A central figure directed the violence with a calm
detached air from the back of a horse, almost as if he were overseeing the
summer harvest rather than the annihilation of a people. He was dressed
differently from the others, in black leather with a dark fur cloak draped
across his shoulders. The horse tossed it’s head and one of its forelegs
scrapped at the ground as if bored while the rider regarded the carnage around
him through the protection of a conical helmet with burnished side plates and
nasal guard.
Cal
noticed him first and
quickly pointed him out to Usher. They screamed out threats and curses, but of
course, the rider couldn’t hear anything above the noise of the slaughter surrounding
him. After a while, they stopped and lapsed into silence, watching in awful
fascination as the warrior took the nose guard and lifted his helmet in one
swift motion to consider the activity about him. It gave them their first
opportunity to look upon the face of their enemy.

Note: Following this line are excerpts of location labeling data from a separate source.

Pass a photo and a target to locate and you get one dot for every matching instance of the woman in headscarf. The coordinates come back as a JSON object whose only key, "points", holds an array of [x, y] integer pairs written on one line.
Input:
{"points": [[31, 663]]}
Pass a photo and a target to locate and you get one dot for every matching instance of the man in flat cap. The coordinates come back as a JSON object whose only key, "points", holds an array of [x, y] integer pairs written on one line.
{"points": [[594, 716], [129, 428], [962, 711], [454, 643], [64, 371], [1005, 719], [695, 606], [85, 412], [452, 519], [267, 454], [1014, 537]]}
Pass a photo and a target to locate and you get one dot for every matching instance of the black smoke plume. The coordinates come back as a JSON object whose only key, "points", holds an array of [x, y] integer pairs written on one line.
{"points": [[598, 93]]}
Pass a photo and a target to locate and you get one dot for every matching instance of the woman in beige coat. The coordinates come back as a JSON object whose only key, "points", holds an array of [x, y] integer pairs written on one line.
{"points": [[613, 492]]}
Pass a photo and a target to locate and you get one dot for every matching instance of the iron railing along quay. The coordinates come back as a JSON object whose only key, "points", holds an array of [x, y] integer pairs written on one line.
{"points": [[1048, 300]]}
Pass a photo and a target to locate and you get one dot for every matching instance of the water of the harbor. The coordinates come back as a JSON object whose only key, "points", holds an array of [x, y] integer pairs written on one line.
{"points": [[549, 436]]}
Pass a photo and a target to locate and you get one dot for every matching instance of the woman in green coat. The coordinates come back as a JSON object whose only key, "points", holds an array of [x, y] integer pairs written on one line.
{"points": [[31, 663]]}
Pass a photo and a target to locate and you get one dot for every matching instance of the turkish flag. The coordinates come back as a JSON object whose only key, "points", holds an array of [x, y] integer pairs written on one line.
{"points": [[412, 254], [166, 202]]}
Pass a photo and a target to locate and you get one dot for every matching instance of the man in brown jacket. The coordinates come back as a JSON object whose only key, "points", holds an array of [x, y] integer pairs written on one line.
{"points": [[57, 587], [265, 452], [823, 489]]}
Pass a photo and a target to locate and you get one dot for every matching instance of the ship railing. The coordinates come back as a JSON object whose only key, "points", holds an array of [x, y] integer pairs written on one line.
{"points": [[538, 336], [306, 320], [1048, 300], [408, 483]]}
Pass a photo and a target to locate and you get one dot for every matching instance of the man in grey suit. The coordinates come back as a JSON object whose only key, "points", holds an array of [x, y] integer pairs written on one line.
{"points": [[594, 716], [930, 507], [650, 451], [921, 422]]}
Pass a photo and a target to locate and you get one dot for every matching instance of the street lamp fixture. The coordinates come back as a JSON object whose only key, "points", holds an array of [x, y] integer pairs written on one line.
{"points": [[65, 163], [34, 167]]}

Everything about the rider appeared black. He had
long black hair, gathered at the side of his head in a warriors’ knot, eyes
that were merely dark hollows within the shadows of his skull, and more black
hair upon his upper lip that he now stroked and teased while directing his men
at their deadly harvest. Even the rider’s horse was black, and appeared blessed
by the same disregard for mindless violence as its rider. It stood unflinching
while flames licked close to its haunches.
Turning in the saddle, the rider snapped out an order
in the strange Pict tongue, directing three warriors towards the west of the
village where he had seen something. To the observers in the tree it appeared
he would not be satisfied until the whole village had been destroyed, picking
off each running figure as they fled for the trees. Each figure a person that
was a friend, neighbour or family member to Usher and Cal.
The beams of the huts were giving way. Loud cracks
and crashes rendered the air, sending embers and sparks high into the night sky
in great sparkling clouds as what was left of the roofs collapsed and the walls
caved in.
Then in one glorious moment, the boy’s spirits rose
as three village men and one of the women came into view swinging swords and
spears before them. As a group, they began beating back several of the
attackers, however, the stand was short-lived. When the rider in the centre saw
the threat, he simply directed more men to come in and attack the defenders
from behind and they were swiftly butchered.
The longhouse was now the only building still
standing. It was the largest hut, the meeting hall of the village council, and
the home of Elder Tom
Torney
. It’s thatch was still
blazing fiercely, and parts had dropped down setting the interior alight, the
flames reaching out through the small shuttered windows and past Tom Tourney
who now lay dead in the open doorway.
The Picts gathered around their leader’s horse and
roared their approval as the great central beam of the house finally gave way
and the whole building collapsed in on itself.
Their task complete, the black warrior led his party
out of the village by the southern path, herding a small group of wailing
children ahead of them, leaving only the smoking deathly remains of the empty
village to the spirits of the night.
The
boys watched as the group strode out of sight. They heard their laughter echo
through the forest as the Picts celebrated their venture, not realising they
had left the cold heart of vengeance behind them seething in the heights of an
old oak tree.
The remainder of their night passed sitting in
silence; cold, uncomfortable and deeply shocked by what they had witnessed.
Tears of sorrow, frustration and a deep sadness aided their survival, coupled
with a burning anger and need for revenge.
Tentatively lowering themselves from the tree in the
pre-dawn glow, the wolves had gone and the boys soon found their path. Walking
into the village was like re-entering a nightmare. As dawn first painted the
sky to the east with fingers of orange light, Usher and Calvador sought out the
burnt husks of their family homes and wept.